Merak kaget dan tidak menyetujui itu. Namun karena merak sudah terikat janji, dia mengambil jalan licik agar permintaan kancil tidak dapat dipenuhi. “Baiklah, asalkan kamu mencari hewan yang lebih tampan dan rupawan dariku. Aku akan mengabulka permintaanmu, aku memberimu waktu 3 hari. Jika gagal, aku akan tetap menjadi raja, dan singa akan menjadi makanan budakku,” jelas merak pada kancil.

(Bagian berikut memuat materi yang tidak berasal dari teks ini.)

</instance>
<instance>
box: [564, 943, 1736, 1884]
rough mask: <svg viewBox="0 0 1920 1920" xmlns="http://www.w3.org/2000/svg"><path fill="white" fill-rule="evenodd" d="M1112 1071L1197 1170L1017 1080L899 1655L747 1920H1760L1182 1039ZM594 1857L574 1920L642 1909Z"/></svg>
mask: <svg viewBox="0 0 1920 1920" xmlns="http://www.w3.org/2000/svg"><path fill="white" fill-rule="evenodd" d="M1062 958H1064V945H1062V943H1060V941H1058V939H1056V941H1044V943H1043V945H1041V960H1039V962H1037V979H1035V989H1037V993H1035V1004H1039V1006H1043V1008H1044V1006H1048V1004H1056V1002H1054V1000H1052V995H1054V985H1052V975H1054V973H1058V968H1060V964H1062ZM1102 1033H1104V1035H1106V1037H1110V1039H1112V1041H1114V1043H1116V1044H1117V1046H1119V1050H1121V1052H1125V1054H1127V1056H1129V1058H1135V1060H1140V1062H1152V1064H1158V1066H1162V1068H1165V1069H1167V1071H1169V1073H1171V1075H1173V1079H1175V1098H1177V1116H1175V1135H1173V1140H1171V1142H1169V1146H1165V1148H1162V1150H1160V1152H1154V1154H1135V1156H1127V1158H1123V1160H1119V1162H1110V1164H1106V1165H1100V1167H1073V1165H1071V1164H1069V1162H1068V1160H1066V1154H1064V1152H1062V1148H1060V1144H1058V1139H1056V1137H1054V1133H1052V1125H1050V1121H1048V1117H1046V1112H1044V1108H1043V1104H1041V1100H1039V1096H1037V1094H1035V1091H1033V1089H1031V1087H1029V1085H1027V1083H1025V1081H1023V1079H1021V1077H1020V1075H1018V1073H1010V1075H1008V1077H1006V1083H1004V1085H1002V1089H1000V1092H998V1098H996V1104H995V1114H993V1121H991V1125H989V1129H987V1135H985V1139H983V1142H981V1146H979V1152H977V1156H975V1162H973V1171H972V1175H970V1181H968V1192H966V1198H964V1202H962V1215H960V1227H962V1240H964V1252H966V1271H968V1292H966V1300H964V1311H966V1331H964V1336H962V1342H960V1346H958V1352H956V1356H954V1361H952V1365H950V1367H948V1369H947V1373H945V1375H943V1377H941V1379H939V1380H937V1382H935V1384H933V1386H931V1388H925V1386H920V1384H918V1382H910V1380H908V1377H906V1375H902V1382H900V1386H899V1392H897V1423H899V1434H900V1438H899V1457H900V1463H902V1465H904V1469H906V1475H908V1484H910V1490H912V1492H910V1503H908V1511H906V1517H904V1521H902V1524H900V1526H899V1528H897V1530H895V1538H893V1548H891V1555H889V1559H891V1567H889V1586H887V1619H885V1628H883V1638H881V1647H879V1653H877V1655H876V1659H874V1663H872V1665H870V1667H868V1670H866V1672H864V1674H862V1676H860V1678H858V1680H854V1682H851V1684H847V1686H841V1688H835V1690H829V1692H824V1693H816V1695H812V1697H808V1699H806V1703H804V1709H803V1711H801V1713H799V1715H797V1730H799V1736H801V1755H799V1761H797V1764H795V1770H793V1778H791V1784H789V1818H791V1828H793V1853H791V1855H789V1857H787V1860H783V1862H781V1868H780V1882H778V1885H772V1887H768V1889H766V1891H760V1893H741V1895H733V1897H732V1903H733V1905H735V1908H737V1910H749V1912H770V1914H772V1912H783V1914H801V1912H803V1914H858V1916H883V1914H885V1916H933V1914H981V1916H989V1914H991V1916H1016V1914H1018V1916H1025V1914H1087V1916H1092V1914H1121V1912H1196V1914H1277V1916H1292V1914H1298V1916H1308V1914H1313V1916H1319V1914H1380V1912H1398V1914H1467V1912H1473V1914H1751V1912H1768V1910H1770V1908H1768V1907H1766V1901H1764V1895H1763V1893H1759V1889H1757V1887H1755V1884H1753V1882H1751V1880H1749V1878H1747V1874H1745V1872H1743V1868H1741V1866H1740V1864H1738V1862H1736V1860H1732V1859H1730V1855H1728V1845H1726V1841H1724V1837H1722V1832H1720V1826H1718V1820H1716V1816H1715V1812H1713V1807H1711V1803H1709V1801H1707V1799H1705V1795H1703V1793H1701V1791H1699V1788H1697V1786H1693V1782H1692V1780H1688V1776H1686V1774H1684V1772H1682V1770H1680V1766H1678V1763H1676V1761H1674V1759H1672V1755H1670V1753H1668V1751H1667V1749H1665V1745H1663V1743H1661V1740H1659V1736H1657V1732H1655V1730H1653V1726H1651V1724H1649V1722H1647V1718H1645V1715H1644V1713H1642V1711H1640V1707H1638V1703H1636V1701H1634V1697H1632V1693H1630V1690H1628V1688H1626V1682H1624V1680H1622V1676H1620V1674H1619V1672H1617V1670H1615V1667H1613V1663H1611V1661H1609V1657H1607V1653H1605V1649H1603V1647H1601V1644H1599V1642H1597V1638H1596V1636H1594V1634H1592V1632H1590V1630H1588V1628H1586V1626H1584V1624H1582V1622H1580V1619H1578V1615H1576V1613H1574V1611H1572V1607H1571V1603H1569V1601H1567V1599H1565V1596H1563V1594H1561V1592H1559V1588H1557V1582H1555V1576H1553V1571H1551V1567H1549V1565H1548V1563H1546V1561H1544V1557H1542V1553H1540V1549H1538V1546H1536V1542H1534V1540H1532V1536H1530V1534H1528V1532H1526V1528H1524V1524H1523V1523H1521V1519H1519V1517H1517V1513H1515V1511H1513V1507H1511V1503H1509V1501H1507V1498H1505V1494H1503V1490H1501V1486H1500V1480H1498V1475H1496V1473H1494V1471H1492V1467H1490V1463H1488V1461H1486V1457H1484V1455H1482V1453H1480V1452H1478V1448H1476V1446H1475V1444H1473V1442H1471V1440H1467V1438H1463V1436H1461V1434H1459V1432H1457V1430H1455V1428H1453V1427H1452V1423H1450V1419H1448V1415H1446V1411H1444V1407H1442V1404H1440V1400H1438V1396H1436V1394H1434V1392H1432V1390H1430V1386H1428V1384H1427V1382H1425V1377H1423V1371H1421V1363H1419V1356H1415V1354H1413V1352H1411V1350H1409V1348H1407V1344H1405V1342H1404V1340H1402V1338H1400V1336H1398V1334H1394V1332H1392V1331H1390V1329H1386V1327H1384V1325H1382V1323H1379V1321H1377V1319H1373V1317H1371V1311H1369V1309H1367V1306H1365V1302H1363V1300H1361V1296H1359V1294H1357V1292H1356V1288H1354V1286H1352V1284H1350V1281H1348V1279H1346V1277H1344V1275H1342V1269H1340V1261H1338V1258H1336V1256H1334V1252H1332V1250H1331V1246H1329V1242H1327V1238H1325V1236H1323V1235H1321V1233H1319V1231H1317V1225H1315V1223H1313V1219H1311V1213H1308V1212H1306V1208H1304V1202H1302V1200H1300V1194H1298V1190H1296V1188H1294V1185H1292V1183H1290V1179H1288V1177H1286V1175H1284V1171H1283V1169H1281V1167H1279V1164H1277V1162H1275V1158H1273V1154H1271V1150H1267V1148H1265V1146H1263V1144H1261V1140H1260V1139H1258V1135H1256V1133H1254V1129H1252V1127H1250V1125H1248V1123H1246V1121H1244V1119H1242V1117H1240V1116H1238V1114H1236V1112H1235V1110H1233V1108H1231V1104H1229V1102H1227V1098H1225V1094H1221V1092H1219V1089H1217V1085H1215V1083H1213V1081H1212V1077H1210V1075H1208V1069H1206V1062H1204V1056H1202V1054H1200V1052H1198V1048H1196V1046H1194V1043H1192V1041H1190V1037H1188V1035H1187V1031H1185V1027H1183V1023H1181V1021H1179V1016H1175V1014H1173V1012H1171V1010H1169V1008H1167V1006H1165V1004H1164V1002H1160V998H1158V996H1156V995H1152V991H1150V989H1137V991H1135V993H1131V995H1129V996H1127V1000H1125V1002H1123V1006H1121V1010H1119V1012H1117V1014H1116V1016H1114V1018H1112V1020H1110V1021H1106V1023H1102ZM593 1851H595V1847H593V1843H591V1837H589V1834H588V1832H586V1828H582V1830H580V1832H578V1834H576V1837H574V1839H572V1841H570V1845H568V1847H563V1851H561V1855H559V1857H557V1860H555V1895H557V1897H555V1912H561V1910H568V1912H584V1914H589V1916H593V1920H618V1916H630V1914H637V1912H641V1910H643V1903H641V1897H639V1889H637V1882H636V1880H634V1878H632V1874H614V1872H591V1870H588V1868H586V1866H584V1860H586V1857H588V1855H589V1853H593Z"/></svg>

Dengan berani, kancil menyetujuinya. Semua hewan panik karena dimana harus mencari hewan yang lebih tampan dari merak, karena mereka mengakui bahwa merak lebih tampan dan rupawan dari mereka. Kancil ‘tak gentar dan dia akan pergi entah kemana. “Kalian tenang saja,aku akan kembali lagi sebelum 3 hari dari sekarang,” ucap sang kancil Di dalam kurungan, singa terlihat pasrah dan putus asa dengan keadaan.
Keesokan harinya merak mengumumkan jika dalam 3 hari kancil tidak kembali atau gagal membawa hewan itu. Maka mereka harus menyakisikan singa dilahap oleh para macan. Tiga hari sudah berlalu, semuanya sangat sedih dan pasrah karena kancil ‘tak kunjung kembali. Singa sudah diluar kandang, dan siap untuk di makan oleh para macan. “Tungguu!!!” Di detik-detik terakhir kancil datang bersama seekor merak, namun merak itu berbeda. Ia lebih indah dan elegan, dia adalah merak albino. Warna bulunya yang putih bersih membuatnya bersinar ketika terkena sinar matahari. Merak sungguh ‘tak menyangka jika ada seekor merak albino. Karena mereka semua termasuk merak baru melihat merak albino. Namun kancil menjelaskan bahwa ia adalah temannya. ‘Tak hanya itu, keluarga, kerabat dan temannya merak datang. Semua hewan kaget karena menurut pengakuan merak, semua keluarga, kerabat dan temannya sudah mati. Merak merasa malu dan menyadari semua kesalahannya. Dan ia menyadari satu hal, jika diatas langit masih ada langit. Merak pun membebaskan singa juga mengembalikan kembali tahtanya. Juga meminta maaf kepada macan karena tidak bisa menepati janjinya. Macan memaafkan merak, karena melihat spesies merak lebih banyak darinya. Merak juga meminta maaf kepada seluruh penghuni hutan atas sikapnya yang membuat mereka tidak nyaman. Juga meminta maaf kepada kawanannya karena ia egois, dan mementingkan dirinya sendiri. Suasana indah tercipta dimana mereka saling memaafkan, “Lalu bagaimana dengan pernikahan kita?” Tanya katak “Maaf aku tidak bisa melalukannya. Namun, kita masih bisa menjadi sahabat,” merak memberikan pengertian kepada katak. Seluruh penghuni hutan hidup bersama dan tumbuh bersama, mereka hidup damai dan saling berdampingan.